India Becomes The Fourth Worse-Hit Country With Coronavirus Infections
India’s first COVID-19 case was detected in Kerala on January 30, while the tally took 110 days to reach the one lakh mark on May 18, however, it took just 15 days for the next one lakh cases to be added for India to cross 2 lakh coronavirus cases on June 2. Whereas, the number of cases doubled to cross 4 lakh in 18 days on June 21.
At present, as of July 3, India is the fourth worst-hit nation after US (27,39,230), Brazil (14,96,858) and Russia (6,60,231) in terms of COVID-19 cases. With over 6 lakh COVID-19 cases, India may surpass Russia’s tally in the coming few days. According to the data by Ministry of Health and Family Welfare, 1 lakh COVID-19 cases in India got added in just 5 days.

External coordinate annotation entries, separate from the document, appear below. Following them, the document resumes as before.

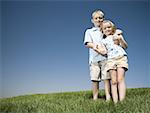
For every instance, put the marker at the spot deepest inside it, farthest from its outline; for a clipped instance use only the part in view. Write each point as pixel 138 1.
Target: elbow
pixel 104 52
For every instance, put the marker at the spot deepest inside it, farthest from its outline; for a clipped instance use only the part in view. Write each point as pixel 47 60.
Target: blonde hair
pixel 112 25
pixel 97 11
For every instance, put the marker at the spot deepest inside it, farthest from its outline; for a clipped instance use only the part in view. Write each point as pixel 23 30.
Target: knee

According to the global data compiled by Johns Hopkins University, as of June 10, India is ranked 12th for the number of deaths, while it is at the 9th place for recoveries.
The only silver lining currently is that as of June 10, India has had more recoveries than its active coronavirus cases, according to the
The bulk of India’s active cases are from three cities of Mumbai, Delhi and Ahmedabad. Maharashtra has the most cases of infections (1,69,883). Delhi has overtaken Tamil Nadu to become the second worst-hit state with 83,077 cases against the latter’s 82,275 as on June 29. But on June 30, Tamil Nadu again overtook Delhi with 86,224 cases to become the state with the second-highest caseload in the country.

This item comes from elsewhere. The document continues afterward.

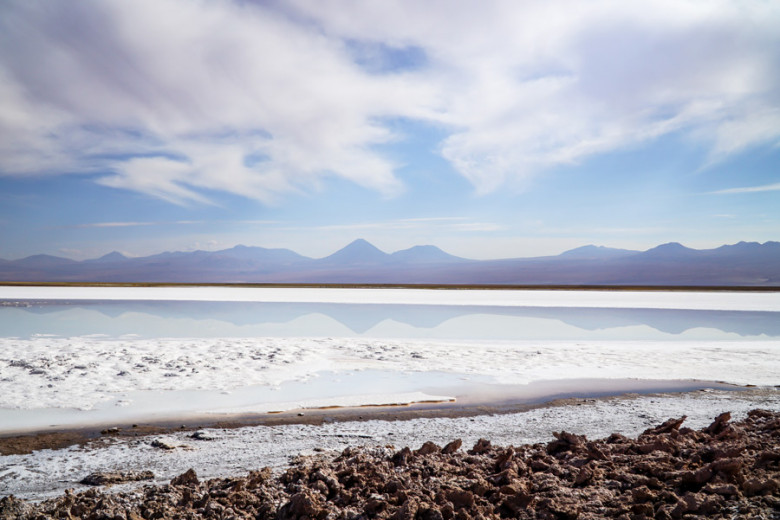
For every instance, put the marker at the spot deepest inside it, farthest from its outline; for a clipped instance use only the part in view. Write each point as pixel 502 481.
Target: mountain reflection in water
pixel 246 319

For the past few days of June, India has been recording a continuous surge in coronavirus cases, reporting more than 15,000 cases daily. On June 27, for the first time, India reported nearly 20,000 cases in the 24-hours span, which is being tagged as the biggest single-day jump by the ministry, but the government sees a silver lining as the recoveries rise. As of July 3, out of a tally of 6,25,544cases, 3.79 lakh people have recovered. According to the health ministry, India’s recovery rate now stands at over 60.72%. On the other hand, experts indicate that the peak is yet to come, as a result, healthcare infrastructure, testing, intensive care facilities, ventilators and overstretched medical staff remain a huge cause for concern in this fight against a pandemic which is not going away anytime soon.